Footnote # 1 for 58 FLRA No. 58 - Authority's Decision
While Buckhannon directly involved the Fair Housing Amendments Act of 1988, 42 U.S.C. § 3613(c)(2), and the Americans with Disabilities Act of 1990, 42 U.S.C. § 12205, the Court's decision addressed the meaning of the term "prevailing party" as found in numerous federal statutes. See 532 U.S. at 607-10; see also id. at 611-15 (Scalia, J., concurring) (emphasizing that many federal statutes employ the term "prevailing party" to establish an entitlement to attorney fees, noting the uniformity of the plain meaning of the term throughout such statutes, specifically its identical use in 5 U.S.C. § 1221(g)(2) and (3), and in 5 U.S.C. § 7701(b)(2)(A)). Numerous circuits have applied Buckhannon to other fee-shifting statutes. See, e.g., Oil, Chemical & Atomic Workers Int'l Union, v. Dep't of Energy, 288 F.3d 452, 455 (D.C. Cir. 2002) (Freedom of Information Act, 5 U.S.C. § 552); Brickwood Contractors, Inc. v. United States, 288 F.3d 1371, 1377-81 (Fed. Cir. 2002) (Equal Access to Justice Act, 28 U.S.C. § 2412(d)(1)(A) (EAJA)); Smyth v. Rivero, 282 F.3d 268, 274-76 (4th Cir. 2002) (42 U.S.C. § 1988); Perez-Arellano v. Smith, 279 F.3d 791, 794 (9th Cir. 2002) (EAJA); J.C. v. Reg'l Sch. Dist. 10, 278 F.3d 119, 124 (2d Cir. 2002) (Individuals with Disabilities in Education Act, 20 U.S.C. § 1415(i)(3)(B)); N.Y. State Fed'n of Taxi Drivers, Inc. v. Westchester County Taxi & Limousine Comm'n, 272 F.3d 154, 157-58 (2d Cir. 2001) (42 U.S.C. § 1988); Chambers v. Ohio Dep't of Human Servs., 273 F.3d 690, 693 n.1 (6th Cir. 2001) (42 U.S.C. § 1988); Crabill v. Trans Union, L.L.C., 259 F.3d 662, 667 (7th Cir. 2001) (Fair Credit Reporting Act, 15 U.S.C. § 1681n, 1681o); cf. Bennett v. Yoshina, 259 F.3d 1097, 1100 (9th Cir. 2001) ("There can be no doubt that the Court's analysis in Buckhannon applies to statutes other than the two at issue in that case.").

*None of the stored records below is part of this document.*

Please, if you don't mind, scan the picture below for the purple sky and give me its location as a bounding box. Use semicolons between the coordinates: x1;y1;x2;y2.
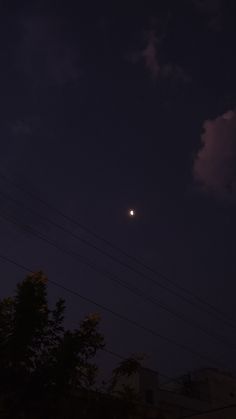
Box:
0;0;236;379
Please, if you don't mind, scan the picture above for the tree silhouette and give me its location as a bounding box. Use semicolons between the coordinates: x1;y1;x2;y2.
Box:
0;272;104;418
0;272;142;419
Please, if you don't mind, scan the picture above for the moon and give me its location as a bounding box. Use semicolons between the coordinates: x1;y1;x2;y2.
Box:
129;209;135;217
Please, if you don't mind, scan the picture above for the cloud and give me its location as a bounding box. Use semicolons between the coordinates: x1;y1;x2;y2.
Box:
161;64;191;84
1;117;40;175
10;120;32;136
18;15;80;86
129;30;190;84
193;110;236;198
192;0;222;29
192;0;221;14
142;31;161;80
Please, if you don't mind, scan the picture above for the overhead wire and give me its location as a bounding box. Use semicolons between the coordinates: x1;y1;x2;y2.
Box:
0;207;234;353
0;187;235;351
0;170;233;329
0;250;228;368
0;250;234;410
0;185;234;348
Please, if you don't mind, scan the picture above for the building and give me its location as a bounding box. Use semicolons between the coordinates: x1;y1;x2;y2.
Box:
117;366;236;418
163;368;236;408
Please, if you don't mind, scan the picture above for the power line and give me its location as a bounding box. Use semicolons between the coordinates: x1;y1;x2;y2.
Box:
0;249;233;409
0;188;234;332
0;170;233;328
0;250;210;403
0;208;234;353
0;244;231;414
0;250;227;369
0;190;235;351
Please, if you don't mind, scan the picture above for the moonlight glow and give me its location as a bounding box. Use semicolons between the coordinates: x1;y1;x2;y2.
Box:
129;209;135;217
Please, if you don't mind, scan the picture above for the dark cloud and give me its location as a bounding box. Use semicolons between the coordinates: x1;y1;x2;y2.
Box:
193;110;236;198
192;0;222;29
161;64;191;84
129;30;190;84
10;120;32;136
142;31;161;80
1;118;34;173
0;116;42;177
18;15;80;86
192;0;222;14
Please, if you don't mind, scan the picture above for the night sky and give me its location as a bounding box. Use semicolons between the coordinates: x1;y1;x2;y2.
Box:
1;0;236;379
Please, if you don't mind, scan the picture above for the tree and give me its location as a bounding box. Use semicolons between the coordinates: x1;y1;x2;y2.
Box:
0;272;104;418
0;272;143;419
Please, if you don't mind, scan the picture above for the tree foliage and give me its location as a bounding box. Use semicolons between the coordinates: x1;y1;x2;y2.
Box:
0;272;142;419
0;272;104;418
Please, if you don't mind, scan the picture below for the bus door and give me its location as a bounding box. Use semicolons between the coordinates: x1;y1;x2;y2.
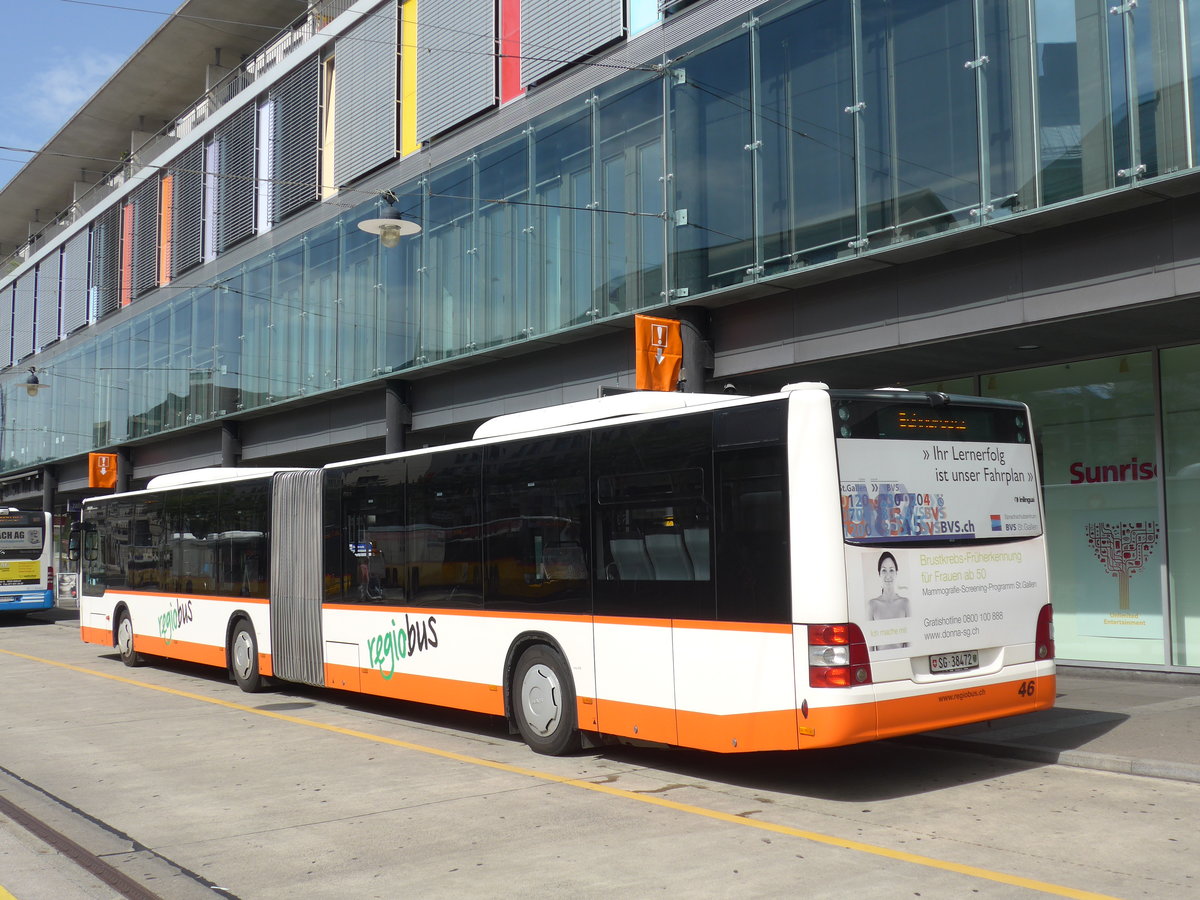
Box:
671;403;796;753
270;470;326;686
591;414;718;747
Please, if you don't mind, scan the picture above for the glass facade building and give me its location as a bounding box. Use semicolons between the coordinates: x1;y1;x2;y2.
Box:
4;0;1200;671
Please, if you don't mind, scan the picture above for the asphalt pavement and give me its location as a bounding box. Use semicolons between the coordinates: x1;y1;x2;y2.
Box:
3;609;1200;900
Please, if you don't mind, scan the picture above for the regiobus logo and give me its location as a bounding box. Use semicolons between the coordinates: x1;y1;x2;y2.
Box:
1068;457;1156;485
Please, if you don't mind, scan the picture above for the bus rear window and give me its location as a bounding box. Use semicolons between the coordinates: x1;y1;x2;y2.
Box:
833;395;1042;544
0;514;46;560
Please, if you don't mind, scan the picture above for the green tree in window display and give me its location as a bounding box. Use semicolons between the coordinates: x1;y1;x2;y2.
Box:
1084;521;1160;612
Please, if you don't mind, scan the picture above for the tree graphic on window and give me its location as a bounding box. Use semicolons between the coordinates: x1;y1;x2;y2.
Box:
1084;521;1160;612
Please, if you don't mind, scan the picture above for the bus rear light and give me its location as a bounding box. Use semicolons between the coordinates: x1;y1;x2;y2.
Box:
47;565;54;591
1035;603;1054;660
808;623;872;688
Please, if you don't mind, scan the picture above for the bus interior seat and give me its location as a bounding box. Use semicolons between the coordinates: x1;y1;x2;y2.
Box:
644;533;694;581
610;537;656;580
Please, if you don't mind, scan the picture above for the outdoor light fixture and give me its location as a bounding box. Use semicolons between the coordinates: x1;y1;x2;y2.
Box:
358;191;421;248
23;367;46;398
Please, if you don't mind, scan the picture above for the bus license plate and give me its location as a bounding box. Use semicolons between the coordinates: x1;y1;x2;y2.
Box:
929;650;978;673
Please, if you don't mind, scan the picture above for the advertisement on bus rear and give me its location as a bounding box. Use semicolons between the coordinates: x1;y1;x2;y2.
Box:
844;544;1044;660
837;439;1042;543
837;438;1045;661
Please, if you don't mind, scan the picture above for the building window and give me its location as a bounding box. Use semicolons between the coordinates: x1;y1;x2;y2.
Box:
984;354;1164;666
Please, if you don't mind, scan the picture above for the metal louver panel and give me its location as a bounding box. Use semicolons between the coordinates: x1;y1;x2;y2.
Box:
0;287;12;370
12;272;34;362
217;104;256;252
269;469;326;686
521;0;623;86
91;208;121;320
272;55;321;223
131;178;160;300
334;2;399;186
171;143;204;277
34;251;61;351
416;0;494;143
62;230;89;335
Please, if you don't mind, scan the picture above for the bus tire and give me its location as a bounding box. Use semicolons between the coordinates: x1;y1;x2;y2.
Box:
229;620;264;693
116;610;142;667
513;645;579;756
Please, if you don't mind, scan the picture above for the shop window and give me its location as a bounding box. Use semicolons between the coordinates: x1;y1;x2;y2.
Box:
985;354;1164;665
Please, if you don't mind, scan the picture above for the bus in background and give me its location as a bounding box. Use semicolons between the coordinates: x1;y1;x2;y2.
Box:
76;384;1054;754
0;508;55;616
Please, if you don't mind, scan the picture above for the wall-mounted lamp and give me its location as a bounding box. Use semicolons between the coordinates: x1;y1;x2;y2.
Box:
358;191;421;248
23;367;47;398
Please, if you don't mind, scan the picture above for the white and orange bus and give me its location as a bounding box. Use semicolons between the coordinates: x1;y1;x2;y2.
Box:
76;384;1054;754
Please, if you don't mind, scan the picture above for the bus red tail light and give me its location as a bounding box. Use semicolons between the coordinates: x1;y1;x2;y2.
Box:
808;623;872;688
1035;604;1054;660
47;565;54;591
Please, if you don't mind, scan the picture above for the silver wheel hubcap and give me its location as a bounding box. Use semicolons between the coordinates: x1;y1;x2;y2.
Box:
520;663;561;736
117;617;133;656
233;631;254;680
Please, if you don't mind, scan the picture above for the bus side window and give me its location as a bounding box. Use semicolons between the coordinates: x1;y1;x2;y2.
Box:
715;448;790;624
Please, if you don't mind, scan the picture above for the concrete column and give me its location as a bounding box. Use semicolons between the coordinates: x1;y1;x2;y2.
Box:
41;465;56;514
675;309;712;393
385;381;412;454
221;421;242;467
115;447;131;494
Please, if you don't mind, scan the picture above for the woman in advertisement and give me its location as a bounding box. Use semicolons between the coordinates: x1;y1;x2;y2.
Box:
869;551;910;650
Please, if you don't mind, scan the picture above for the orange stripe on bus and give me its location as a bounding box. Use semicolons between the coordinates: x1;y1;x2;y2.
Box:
671;619;793;634
593;697;679;747
796;674;1057;750
80;625;111;647
676;707;800;752
135;635;227;669
324;662;505;717
874;673;1055;739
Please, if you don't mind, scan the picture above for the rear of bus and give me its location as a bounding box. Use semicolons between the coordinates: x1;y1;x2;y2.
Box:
0;509;54;614
794;387;1054;747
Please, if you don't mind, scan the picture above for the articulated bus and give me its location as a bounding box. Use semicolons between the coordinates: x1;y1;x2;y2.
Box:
0;508;55;616
77;384;1054;754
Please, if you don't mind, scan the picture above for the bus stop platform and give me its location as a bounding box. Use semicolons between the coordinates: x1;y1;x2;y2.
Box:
909;667;1200;784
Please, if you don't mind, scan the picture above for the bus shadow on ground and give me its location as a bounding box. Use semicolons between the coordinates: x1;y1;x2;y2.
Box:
76;645;1124;804
271;675;1106;803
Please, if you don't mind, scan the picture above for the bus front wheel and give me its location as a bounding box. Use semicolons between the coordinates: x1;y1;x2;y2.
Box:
229;621;264;693
513;645;579;756
116;611;142;667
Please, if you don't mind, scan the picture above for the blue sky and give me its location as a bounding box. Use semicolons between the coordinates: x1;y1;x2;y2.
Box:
0;0;182;191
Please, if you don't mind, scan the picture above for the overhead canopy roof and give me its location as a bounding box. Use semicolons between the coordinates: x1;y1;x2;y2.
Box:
0;0;303;252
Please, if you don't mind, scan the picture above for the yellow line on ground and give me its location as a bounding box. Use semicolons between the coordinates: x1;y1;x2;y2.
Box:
0;886;18;900
3;647;1117;900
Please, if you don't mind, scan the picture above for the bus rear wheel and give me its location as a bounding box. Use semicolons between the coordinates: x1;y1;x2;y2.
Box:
513;645;579;756
116;610;142;667
229;621;264;693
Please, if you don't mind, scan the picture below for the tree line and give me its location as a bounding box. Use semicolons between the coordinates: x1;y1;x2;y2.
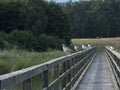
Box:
0;0;120;51
64;0;120;38
0;0;73;51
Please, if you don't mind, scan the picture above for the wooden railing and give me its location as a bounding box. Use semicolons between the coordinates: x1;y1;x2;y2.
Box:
0;47;96;90
105;46;120;89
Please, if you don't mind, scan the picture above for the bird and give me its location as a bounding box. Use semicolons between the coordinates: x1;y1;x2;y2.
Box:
62;44;72;54
82;44;88;50
108;46;119;52
88;44;92;48
109;46;115;50
74;45;81;51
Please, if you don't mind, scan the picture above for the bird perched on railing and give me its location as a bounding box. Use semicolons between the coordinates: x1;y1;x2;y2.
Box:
109;46;115;50
62;44;72;54
74;45;81;52
82;44;88;50
88;44;92;48
107;46;119;52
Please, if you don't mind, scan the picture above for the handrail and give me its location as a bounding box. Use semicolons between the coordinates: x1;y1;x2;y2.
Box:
105;46;120;89
0;47;96;90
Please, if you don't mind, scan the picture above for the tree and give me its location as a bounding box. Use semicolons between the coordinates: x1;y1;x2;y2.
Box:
25;0;48;36
64;0;120;38
7;30;35;50
0;1;25;33
45;2;73;44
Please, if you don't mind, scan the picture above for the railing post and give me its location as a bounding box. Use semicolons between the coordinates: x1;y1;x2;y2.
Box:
70;58;75;87
62;62;67;89
76;56;79;73
66;60;71;90
0;47;95;90
106;47;120;89
67;60;71;81
74;57;77;76
54;65;60;90
0;81;1;90
42;70;48;89
23;79;32;90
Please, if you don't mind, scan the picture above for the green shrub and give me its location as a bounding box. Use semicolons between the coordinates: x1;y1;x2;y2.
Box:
0;1;25;32
0;49;65;75
7;31;65;51
36;34;65;51
7;30;36;50
0;60;10;74
0;32;6;49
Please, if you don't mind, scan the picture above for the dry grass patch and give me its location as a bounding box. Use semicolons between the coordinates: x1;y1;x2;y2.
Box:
72;37;120;52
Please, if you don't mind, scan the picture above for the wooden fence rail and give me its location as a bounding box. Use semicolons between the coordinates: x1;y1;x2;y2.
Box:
0;47;96;90
105;46;120;89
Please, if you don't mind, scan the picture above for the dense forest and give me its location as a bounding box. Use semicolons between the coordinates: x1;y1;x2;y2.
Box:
0;0;73;51
64;0;120;38
0;0;120;51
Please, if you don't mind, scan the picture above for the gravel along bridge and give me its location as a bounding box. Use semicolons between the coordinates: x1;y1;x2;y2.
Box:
0;47;119;90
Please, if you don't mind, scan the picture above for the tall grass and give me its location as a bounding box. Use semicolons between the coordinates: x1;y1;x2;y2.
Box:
0;49;65;75
72;37;120;52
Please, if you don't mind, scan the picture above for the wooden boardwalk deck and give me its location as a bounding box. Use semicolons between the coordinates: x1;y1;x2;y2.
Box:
76;53;116;90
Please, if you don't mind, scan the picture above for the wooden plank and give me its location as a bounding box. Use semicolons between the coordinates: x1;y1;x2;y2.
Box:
42;70;48;89
46;49;86;68
48;78;59;89
0;64;47;90
0;47;95;89
76;53;115;90
105;53;120;90
106;50;120;88
54;65;60;90
23;79;32;90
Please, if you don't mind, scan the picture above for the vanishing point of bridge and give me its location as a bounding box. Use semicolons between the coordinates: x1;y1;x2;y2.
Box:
0;47;119;90
77;53;118;90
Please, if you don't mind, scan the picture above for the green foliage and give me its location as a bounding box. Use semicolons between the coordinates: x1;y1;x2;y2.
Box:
6;30;65;51
25;0;48;36
0;0;73;51
0;60;10;74
36;34;65;51
0;32;6;49
64;0;120;38
0;49;65;75
45;2;73;44
7;30;35;50
0;0;24;3
0;1;25;32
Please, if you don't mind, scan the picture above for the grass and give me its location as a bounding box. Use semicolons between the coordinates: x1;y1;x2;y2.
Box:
72;37;120;52
1;37;120;75
0;49;65;75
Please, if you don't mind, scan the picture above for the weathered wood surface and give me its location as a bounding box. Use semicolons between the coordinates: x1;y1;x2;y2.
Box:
106;47;120;89
76;53;115;90
0;47;96;90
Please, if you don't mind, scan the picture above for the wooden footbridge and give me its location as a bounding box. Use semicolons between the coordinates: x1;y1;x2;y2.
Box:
0;47;120;90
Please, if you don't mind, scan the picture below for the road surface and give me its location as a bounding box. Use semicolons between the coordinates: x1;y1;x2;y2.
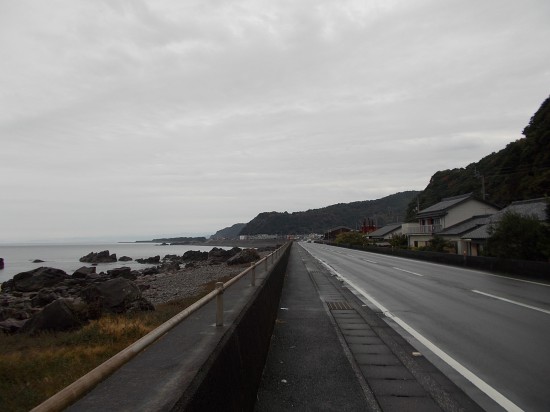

Footnote # 2 for 58 FLRA No. 58 - Authority's Decision
Even if the Arbitrator erred in concluding that the Agency is not an "appropriate authority" under the Back Pay Act, the Union would not be entitled to attorney fees because the grievant is not the "prevailing party." As such, we do not address the Union's remaining exception.